前世で王族と無縁だった俺が、今や王女の友達として城に泊まるなんて、今だに信じられないでいる。
何か不敬になる事をしないか、アテナの誕生日会よりもドキドキ感が半端ない。
前世でなら間違いなく、胃に穴が開いてる。
「ラピス、今日は一緒に寝ましょう」
「えっ?!わ、分かった」
てっきり別の部屋を用意されるかと思っていた。まぁ別々ではアテナが泊まらせると言った意味が失くなってしまうか。
だから、つい了承してしまった。相手は三歳児、何処にドキドキする条件があるというのだ。
それなのに私(俺)は、ドキドキしている。前世の魂が今の身体に合わせて三歳児になってるのか?
そんな悩みを知らずか、アテナは私(俺)の手を引っ張り城の案内をし始めた。
まるで遊園地のようだ。1日では、まず廻りきれない。似ている廊下や部屋が数え切れない程あり、一人なら迷う自信がある。
「ここが、いつもアテナが食べるところ」
「広い。キラキラしてる」
王族専用の食堂ってところか。騎士らが使ってる食堂とは大違いだ。段違いにキレイでホコリの一つも落ちていない。それに高そうな美術品が、あちらこちらに飾られている。

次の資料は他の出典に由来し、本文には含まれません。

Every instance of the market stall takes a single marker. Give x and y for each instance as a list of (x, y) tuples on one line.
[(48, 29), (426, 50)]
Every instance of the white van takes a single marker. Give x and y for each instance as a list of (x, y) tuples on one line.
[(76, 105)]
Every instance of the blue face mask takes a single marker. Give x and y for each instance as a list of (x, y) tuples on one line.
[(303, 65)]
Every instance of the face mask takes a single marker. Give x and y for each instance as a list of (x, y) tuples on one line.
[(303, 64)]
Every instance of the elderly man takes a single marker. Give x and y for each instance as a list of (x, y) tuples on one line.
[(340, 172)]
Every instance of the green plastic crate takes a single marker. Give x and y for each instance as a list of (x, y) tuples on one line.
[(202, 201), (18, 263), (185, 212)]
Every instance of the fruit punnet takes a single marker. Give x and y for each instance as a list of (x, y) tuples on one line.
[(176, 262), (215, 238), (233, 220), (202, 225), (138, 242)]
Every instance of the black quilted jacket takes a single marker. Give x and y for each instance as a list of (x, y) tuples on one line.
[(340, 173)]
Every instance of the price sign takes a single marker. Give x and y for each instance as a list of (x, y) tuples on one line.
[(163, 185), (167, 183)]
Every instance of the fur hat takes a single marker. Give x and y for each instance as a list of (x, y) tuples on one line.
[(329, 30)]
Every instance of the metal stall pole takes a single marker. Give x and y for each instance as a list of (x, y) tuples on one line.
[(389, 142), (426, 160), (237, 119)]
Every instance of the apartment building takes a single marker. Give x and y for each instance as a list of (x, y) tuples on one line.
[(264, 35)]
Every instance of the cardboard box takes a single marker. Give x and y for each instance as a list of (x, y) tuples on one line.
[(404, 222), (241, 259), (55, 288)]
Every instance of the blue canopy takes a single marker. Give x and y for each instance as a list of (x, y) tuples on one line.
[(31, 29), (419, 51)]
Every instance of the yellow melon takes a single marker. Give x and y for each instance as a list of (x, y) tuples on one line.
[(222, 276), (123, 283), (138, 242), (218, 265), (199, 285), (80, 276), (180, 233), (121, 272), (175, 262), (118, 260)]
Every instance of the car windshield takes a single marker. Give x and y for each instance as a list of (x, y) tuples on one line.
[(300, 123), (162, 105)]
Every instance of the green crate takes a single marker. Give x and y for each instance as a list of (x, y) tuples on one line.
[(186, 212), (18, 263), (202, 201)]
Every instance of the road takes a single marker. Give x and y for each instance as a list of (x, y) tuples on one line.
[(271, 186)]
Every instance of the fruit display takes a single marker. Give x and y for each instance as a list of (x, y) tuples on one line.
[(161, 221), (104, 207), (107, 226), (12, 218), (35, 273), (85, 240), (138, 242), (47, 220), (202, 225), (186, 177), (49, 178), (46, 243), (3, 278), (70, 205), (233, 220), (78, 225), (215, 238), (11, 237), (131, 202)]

それと食堂の真ん中にはラノベで出てきそうなローテーブルが置かれている。
「ここがお風呂」
流石は王族。湯が張れる湯船を持ってる者なんて、爵位が高い貴族や店舗を数十軒も国のあちこちに構えてる大商人しか持ってない。
それに、こんなに広々とした湯船があるところを探そうとしたら国で見つかるかどうか?
「素敵です。早く入りたいです」
前世でも湯に浸かった事はなかった。宿屋で借りた桶にお湯を張り、濡らしたタオルで体を拭き取る事で汚れを落とすのが一般国民の常識だ。
結構金を稼がないと風呂に入る機会なんて中々ない。だけど、何故か無性に入りたい欲望が溢れてくる。
「ラピス、一緒に入ろうね」
「うん!」
つい了承してしまった。でもまぁ、風呂に入れるならアテナと一緒に入る事は目を瞑ろう。
「ここがアテナの一番のお気に入りの場所ですわ」
「これは!」
素晴らしい景色であった。
王城の中で一番高い塔で、王都全体を見渡せる数少ない場所だ。ここをアテナがお気に入りと言うのも納得の絶景だ。
ちょうど日が沈む、夕焼けの時間帯で王都の街並みが夕焼け色に染まっている。
「すごくキレイ」
「でしょでしょ。父様には内緒なんだ」
まぁここは高所で落ちたら危ない。先ず私(俺)らのような子供が落ちたら助からないだろう。
「ここに入ったら父様に怒られちゃう」
「なら、二人の秘密だね」
「二人の秘密!それ良い!」
私(俺)の両手を掴みながら二人の秘密という単語にはテンションが上がる。
前世での私(俺)も子供の頃、親しい同い年の友人と秘密基地を作ったり、親に内緒で子猫を飼って二人の内緒にしたものだ。
「そういえば、時間は大丈夫?」
城の中を案内という名の探険をしていて、あっという間に時間が過ぎていった。
その中で最後に訪れたのは、今いる王都全体が見渡せる塔だ。時間を知るには、王都の中心に聳え立つ鐘が設置してある塔がある。
その鐘が鳴る数で知る方法と大雑把に日の沈み具合で知る方法がある。
最後に鳴った鐘は午後5時を知らせる鐘であった。一般的に、もうそろそろ夕飯を食べる時間帯となる訳で。
「はっ!急ごう」
アテナに手を引っ張られながら塔を降りる。子供ながら足が速い速い。
多少、汗を掻きながらも王族専用の食堂へたどり着いた。食堂の扉前にはメイドが待機している。
「アテナ様ラピス様、お待ちしておりました。皆様、お待ちでございます」
扉が開けられると、ローテーブルの上座には国王陛下。順番に王妃、王位継承権が高い順に座っている。
王子が三人と王女が一人。アテナを含めれば二人。王子の方が王位継承権は高いため、アテナが最後となる。
まぁそのため私(俺)はアテナの隣に座る事が出来る訳だ。初対面の王子王女の隣なら緊張でガチガチになってしまう。
「アテナとラピス、座りなさい」
「はい、父様」
いくら親子でも王族全員が揃う中では上下関係をハッキリとしなければならない。
トップの国王陛下が命令されない限り、座れないし食べる事も許されない。